When Aschenbach returns to his room at noontime, he gazes at himself in the mirror, taking in his gray hair and aged face. He thinks of his accomplishments, his fame, and his awards.
In the elevator, he again sees Tadzio and has a chance to observe him up close, noting that Tadzio has bad teeth. He concludes that Tadzio is indeed delicate and unlikely to live into old age. “He did not try to account for the pleasure the idea gave him.”
In the afternoon, Aschenbach goes into Venice proper to have tea and walk about. The air seems heavy and hot; Aschenbach perspires and feels almost feverish. He wanders into the poor quarter and is waylaid by beggars. Finally, he finds a quiet place where he can think. He decides to leave Venice; the weather is not good for his health. When he returns to his hotel, he tells the management that he will leave the next morning.
In the morning, he has doubts about leaving. He lingers in the breakfast room hoping to see Tadzio, and his bags go on without him. At last, Tadzio appears, and Aschenbach is pleased when the boy’s “modestly cast down” eyes suddenly look into his own as he passes. Aschenbach actually whispers a farewell, but it is not clear that the boy hears it.
As Aschenbach crosses the lagoon in a boat, he ponders whether he should leave after all. He chides himself for letting the sultry, foul-smelling air of Venice chase him away. He feels ashamed at his physical weakness. He discovers that his baggage has been sent to the wrong destination, and almost with joy he returns to the hotel to await the safe return of his things. He decides, however, that he will stay in Venice after all. He imagines that the sudden, fresh breeze he feels on the water means he is making the right decision.
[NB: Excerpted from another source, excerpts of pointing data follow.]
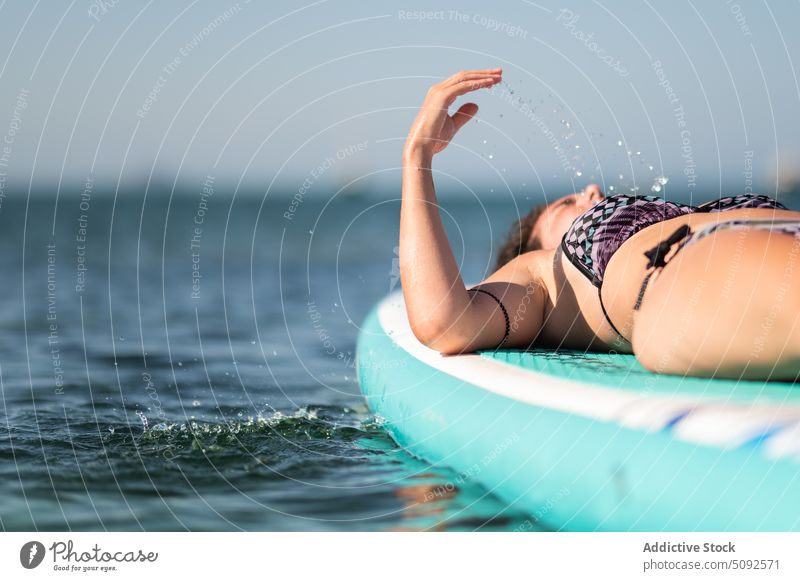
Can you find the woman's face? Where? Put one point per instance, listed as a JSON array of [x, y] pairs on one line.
[[554, 222]]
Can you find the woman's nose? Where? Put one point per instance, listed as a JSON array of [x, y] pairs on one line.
[[593, 192]]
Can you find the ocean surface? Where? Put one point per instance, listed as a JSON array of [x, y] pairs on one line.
[[185, 361]]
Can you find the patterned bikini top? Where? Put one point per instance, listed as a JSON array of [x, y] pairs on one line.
[[597, 234]]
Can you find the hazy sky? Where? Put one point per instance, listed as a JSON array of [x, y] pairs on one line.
[[324, 93]]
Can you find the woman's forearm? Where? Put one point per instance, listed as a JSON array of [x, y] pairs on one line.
[[435, 296]]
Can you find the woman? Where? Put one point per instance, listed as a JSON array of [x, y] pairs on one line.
[[708, 291]]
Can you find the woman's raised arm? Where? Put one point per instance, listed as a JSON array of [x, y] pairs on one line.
[[443, 314]]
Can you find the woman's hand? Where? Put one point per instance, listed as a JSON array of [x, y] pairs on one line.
[[434, 127]]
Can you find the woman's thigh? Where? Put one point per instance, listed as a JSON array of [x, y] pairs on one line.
[[727, 305]]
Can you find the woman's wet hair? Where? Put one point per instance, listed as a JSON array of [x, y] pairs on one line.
[[519, 238]]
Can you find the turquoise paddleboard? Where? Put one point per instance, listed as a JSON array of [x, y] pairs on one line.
[[588, 441]]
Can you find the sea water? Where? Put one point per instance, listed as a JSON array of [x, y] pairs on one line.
[[186, 362]]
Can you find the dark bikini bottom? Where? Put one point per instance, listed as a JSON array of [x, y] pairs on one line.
[[684, 236]]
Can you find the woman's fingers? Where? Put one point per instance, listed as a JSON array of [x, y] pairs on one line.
[[464, 114], [464, 87], [471, 74]]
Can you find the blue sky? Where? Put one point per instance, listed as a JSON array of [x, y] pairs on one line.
[[272, 95]]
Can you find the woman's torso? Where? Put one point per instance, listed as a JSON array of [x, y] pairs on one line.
[[573, 314]]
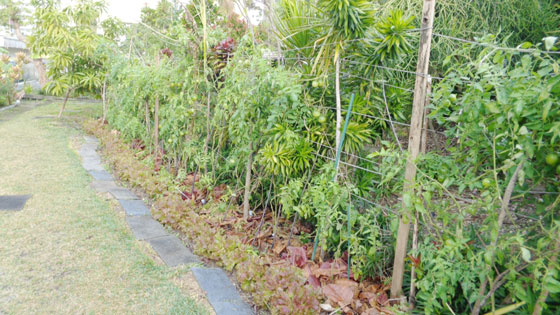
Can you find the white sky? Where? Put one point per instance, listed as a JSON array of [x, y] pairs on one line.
[[125, 10]]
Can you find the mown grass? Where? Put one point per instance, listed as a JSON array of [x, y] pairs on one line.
[[68, 251]]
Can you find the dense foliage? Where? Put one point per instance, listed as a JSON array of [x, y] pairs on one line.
[[210, 102]]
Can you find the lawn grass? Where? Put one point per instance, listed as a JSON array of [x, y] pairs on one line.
[[68, 251]]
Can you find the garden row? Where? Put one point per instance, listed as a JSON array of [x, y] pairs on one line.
[[245, 126]]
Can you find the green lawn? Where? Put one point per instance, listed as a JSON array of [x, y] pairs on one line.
[[68, 250]]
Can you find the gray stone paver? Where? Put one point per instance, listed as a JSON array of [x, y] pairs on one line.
[[123, 194], [103, 185], [144, 227], [172, 251], [134, 207], [92, 165], [13, 202], [221, 293]]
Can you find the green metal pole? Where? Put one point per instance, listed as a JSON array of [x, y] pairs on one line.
[[336, 162], [349, 234]]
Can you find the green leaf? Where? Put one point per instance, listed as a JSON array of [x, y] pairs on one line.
[[549, 42], [551, 284], [525, 254]]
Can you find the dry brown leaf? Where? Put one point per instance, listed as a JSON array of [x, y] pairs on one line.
[[342, 295]]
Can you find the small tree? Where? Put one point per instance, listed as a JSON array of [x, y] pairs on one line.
[[69, 37], [12, 14]]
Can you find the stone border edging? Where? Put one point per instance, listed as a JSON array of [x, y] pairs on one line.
[[220, 291]]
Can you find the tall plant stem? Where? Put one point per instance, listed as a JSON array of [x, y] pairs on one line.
[[501, 217], [65, 101], [104, 99], [156, 116], [338, 102], [205, 66]]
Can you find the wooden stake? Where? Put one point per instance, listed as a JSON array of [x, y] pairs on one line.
[[414, 138], [424, 142]]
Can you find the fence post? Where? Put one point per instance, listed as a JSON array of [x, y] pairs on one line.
[[414, 139]]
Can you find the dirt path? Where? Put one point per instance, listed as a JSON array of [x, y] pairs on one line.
[[68, 251]]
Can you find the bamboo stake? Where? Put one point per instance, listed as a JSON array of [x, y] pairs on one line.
[[414, 137]]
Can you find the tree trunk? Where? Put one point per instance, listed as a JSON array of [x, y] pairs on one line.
[[248, 182], [65, 100], [41, 72], [338, 103]]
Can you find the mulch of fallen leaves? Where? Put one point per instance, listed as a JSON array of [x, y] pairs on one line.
[[342, 292]]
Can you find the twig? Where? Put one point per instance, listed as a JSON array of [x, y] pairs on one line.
[[505, 203], [389, 115]]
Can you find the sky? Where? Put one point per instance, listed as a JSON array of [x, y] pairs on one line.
[[125, 10]]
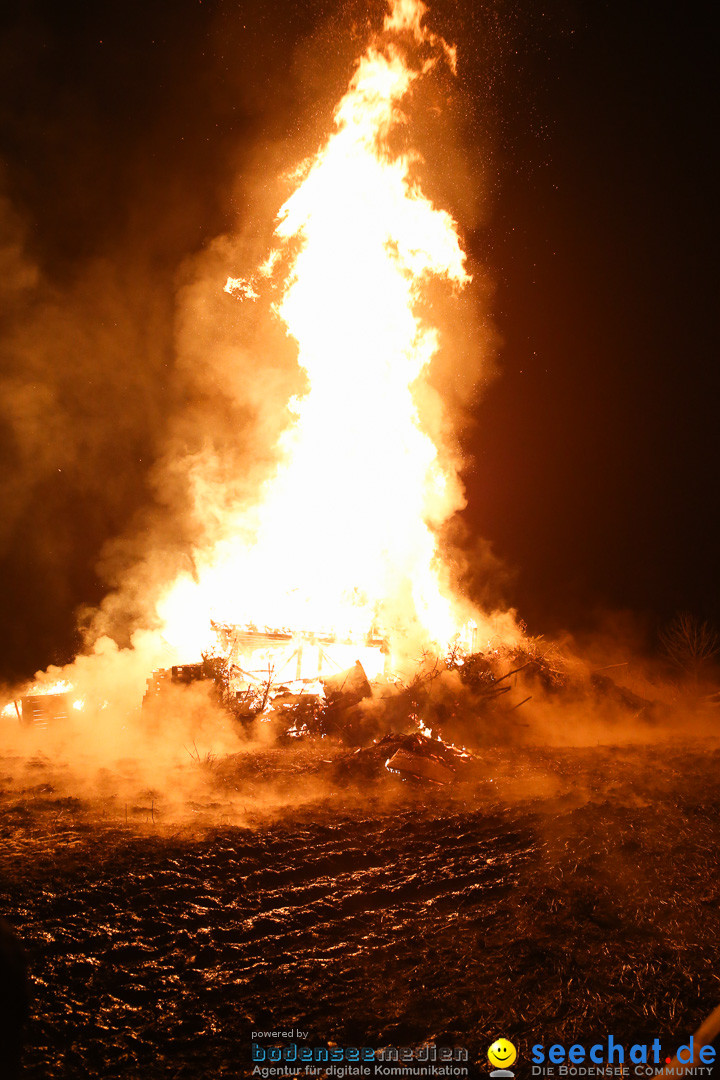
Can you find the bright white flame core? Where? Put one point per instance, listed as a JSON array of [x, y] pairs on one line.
[[342, 537]]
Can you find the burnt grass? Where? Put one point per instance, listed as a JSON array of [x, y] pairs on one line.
[[559, 895]]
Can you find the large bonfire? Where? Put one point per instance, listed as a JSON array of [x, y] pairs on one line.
[[340, 543], [361, 480]]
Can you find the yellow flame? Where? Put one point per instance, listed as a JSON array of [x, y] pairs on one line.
[[342, 538]]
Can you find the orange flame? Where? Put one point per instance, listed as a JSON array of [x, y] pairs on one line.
[[342, 537]]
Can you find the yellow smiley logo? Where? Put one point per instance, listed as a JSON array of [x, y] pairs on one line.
[[502, 1054]]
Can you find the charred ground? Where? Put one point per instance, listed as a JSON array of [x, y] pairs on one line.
[[557, 892]]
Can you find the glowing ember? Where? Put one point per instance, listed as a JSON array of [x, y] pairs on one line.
[[342, 538]]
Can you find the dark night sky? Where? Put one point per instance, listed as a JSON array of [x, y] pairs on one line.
[[122, 127]]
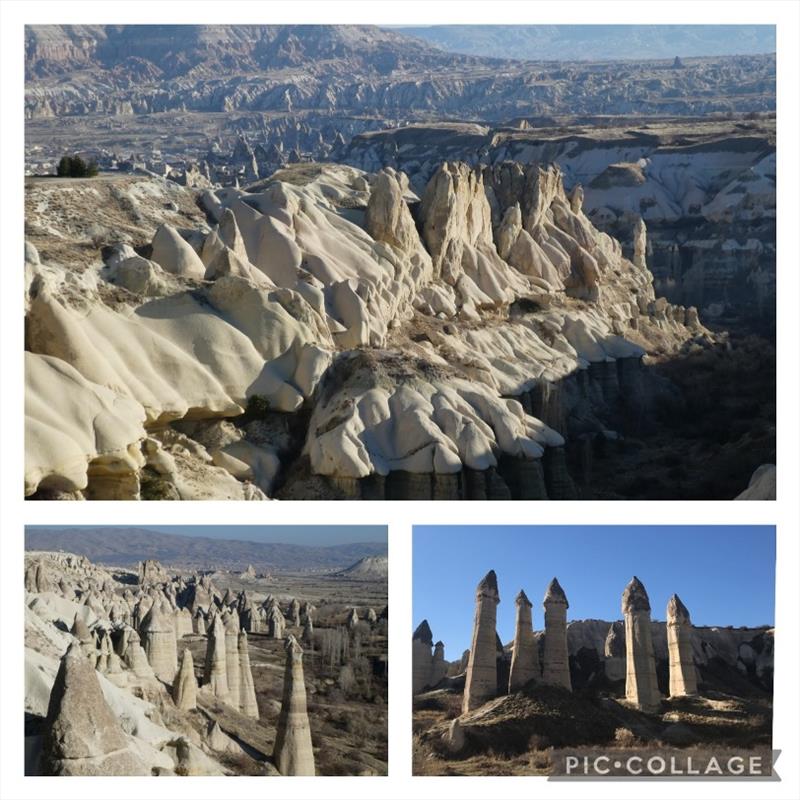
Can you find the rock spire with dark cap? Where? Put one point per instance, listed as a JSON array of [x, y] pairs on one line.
[[293, 753], [555, 669], [641, 687], [421, 657], [525, 659], [682, 671], [481, 681]]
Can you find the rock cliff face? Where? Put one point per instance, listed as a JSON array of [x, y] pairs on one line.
[[706, 191], [345, 349]]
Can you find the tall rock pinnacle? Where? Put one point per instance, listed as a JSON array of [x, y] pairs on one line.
[[555, 670], [525, 660], [247, 693], [83, 736], [293, 753], [682, 671], [184, 687], [215, 676], [481, 683], [641, 686]]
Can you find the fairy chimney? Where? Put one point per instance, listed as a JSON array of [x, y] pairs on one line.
[[158, 637], [247, 693], [293, 753], [215, 677], [641, 687], [481, 682], [184, 687], [421, 657], [232, 657], [682, 671], [555, 669], [525, 659]]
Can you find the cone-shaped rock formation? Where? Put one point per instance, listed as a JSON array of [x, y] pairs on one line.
[[555, 669], [525, 659], [293, 753], [641, 687], [481, 682], [682, 671]]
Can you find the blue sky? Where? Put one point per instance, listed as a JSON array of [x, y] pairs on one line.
[[724, 574], [317, 535]]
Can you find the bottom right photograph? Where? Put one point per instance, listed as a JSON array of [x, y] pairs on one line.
[[593, 651]]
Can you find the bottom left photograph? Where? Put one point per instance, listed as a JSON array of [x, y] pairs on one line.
[[206, 650]]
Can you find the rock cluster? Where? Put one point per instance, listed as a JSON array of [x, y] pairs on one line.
[[290, 292]]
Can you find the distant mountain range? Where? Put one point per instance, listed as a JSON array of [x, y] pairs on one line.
[[367, 568], [125, 547], [157, 52], [597, 42]]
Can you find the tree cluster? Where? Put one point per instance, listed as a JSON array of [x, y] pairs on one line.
[[76, 167]]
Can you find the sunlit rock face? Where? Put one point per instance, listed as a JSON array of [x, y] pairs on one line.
[[312, 338]]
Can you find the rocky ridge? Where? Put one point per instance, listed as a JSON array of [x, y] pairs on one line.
[[421, 348]]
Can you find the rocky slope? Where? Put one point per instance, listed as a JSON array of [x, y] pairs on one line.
[[105, 695], [706, 190], [316, 339]]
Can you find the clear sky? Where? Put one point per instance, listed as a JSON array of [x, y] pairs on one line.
[[725, 575], [317, 535]]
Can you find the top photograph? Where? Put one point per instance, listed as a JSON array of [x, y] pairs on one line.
[[453, 262]]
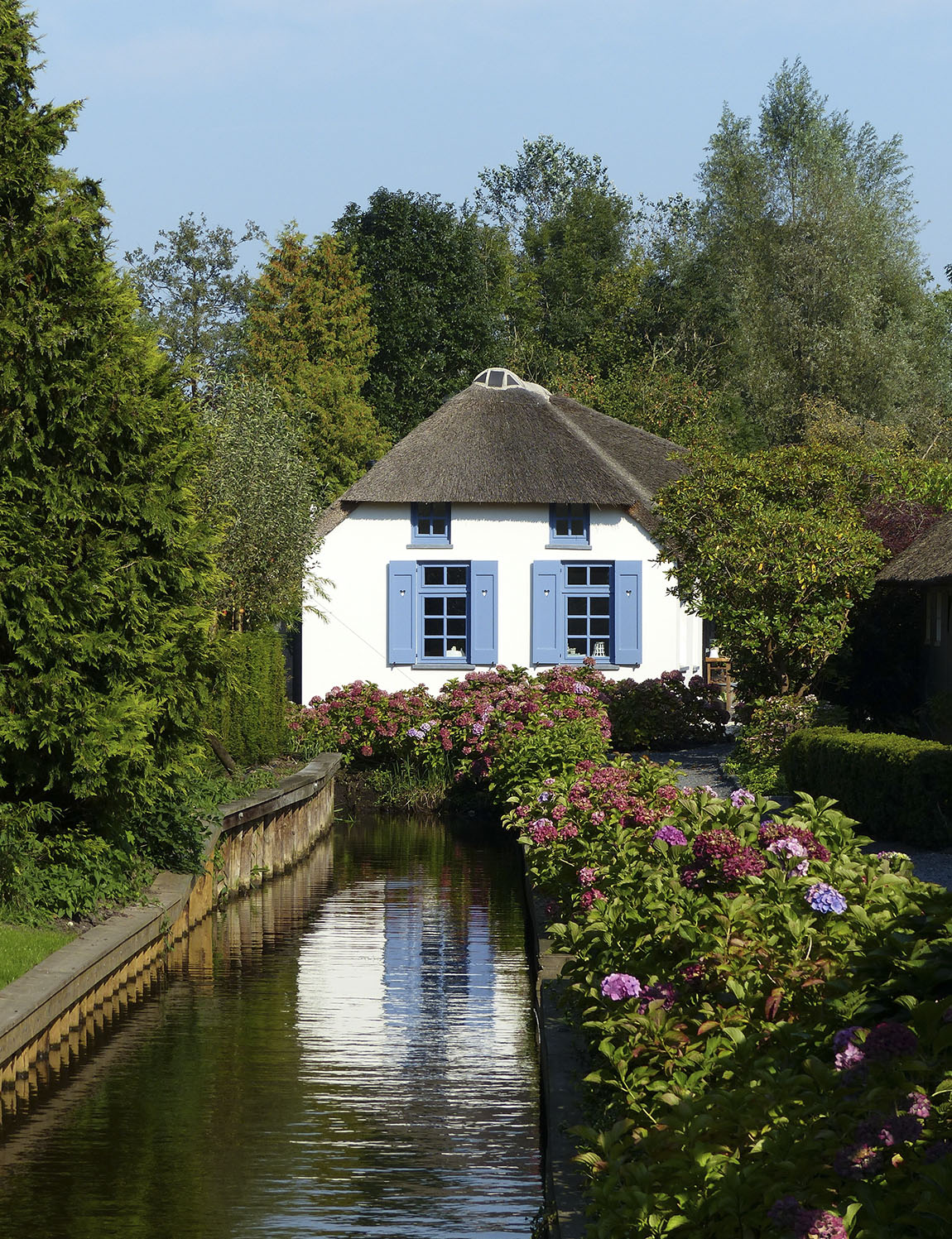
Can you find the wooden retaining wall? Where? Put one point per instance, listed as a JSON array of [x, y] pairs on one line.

He rests, looking out the window. He is chagrined with his “ignorance of his own desires.” When he sees Tadzio in his usual striped sailor suit with the red scarf knot, he almost greets him, but does not. Aschenbach realizes, then, that he has really returned because he wanted to see Tadzio again.
Analysis
Aschenbach’s journey to Venice has an aura of the unreal about it. Like the strange man he saw in the stone mason’s yard earlier, the ticket master, the young-old man, and the rude gondolier stand out as unusual characters; their appearance lends Aschenbach’s journey a foreboding air. In fact, the whole journey has a dreamlike, prophetic quality, as if it is more than a simple holiday. Aschenbach senses that the skeletal, “goat-bearded” ticket master is too anxious for him to buy his ticket to Venice. The rude gondolier has characteristics that resemble those of the man in the stone mason’s yard; his manner, too, seems oddly hostile. That he conveys Aschenbach in a coffin-black gondola—a conveyance associated with death—and that Aschenbach is lulled into complacence by this boat, seem to suggest that Aschenbach’s journey is more than a boat ride to a hotel. And the lurid appearance of the young-old man seems especially fraught with import. He is an old man desperately clinging to bygone youth, a man clinging to life in the face of impending death. The man disgusts Aschenbach.
After Aschenbach first sees the beautiful boy, Tadzio, he is not himself. The tidy, commanding, successful writer is suddenly in emotional disarray. He contemplates his aging appearance in the mirror. Where once he would have immediately left a place he felt to be unhealthy, he now wavers. He ignores the strangely empty city squares in Venice, and the foul-smelling water. He is glad when his calculated departure from Venice goes awry. And why? He want to glimpse the beautiful boy again. A boy whose youthful sailor clothes echo the youthful clothes that the young-old man wore.